- 08.11.2011 Sandra Borchert
- Astschere
- Rosenschere
Um Ihre Ziergehölze zurückzuschneiden, gibt es ein paar Dinge, die Sie dabei beachten sollten. Einige Sträucher und Büsche sollten gar nicht geschnitten werden, andere danken es Ihnen mit einer erneuten Blütenpracht im nächsten Jahr.

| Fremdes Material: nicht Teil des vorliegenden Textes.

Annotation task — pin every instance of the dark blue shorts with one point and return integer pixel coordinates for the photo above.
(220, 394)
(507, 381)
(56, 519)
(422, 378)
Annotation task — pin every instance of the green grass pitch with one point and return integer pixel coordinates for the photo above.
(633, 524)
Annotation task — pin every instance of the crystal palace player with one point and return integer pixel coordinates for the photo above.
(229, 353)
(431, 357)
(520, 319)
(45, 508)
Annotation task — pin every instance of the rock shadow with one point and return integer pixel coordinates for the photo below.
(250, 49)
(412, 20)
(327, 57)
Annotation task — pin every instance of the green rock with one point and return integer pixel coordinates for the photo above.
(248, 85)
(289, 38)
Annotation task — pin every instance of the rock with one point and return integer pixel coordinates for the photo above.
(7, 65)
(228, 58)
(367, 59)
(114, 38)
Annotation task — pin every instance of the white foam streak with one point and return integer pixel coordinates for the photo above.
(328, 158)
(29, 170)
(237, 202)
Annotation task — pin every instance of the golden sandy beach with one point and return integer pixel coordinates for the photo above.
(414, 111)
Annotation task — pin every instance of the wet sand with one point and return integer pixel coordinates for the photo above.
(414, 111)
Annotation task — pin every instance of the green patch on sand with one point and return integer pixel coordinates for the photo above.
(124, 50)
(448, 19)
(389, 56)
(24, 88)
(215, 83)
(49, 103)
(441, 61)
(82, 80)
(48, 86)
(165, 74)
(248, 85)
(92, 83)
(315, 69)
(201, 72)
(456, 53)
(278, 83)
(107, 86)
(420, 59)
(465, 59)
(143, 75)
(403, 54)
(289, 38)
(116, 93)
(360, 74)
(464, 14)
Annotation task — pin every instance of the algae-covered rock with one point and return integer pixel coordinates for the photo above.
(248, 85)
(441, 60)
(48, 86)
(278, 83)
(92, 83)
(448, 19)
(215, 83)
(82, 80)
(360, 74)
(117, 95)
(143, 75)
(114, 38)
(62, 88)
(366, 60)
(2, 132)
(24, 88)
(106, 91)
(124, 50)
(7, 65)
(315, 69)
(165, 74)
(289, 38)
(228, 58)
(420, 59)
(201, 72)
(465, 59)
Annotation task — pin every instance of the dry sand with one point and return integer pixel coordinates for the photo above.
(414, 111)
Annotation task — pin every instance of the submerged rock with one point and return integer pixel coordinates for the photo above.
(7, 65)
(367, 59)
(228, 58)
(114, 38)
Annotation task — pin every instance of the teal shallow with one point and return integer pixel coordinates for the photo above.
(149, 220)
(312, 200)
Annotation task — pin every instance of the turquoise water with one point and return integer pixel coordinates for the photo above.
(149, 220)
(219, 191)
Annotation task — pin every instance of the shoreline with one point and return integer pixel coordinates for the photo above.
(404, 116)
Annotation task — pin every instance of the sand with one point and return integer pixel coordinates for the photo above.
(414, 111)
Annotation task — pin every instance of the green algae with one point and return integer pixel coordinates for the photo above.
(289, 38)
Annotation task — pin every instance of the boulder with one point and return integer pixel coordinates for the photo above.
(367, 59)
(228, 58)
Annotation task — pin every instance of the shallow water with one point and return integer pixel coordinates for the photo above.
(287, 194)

Der Herbstschnitt für Ziergehölze
- Im Herbst sollten Sie die Ziergehölze nur so weit verschneiden, das Schnee und Wind keine Äste abknicken und beschädigen können.
- Entfernen Sie alte Blütenstände sowie kranke und abgebrochene Triebe.
- Schneiden Sie diese bis ins gesunde Holz zurück.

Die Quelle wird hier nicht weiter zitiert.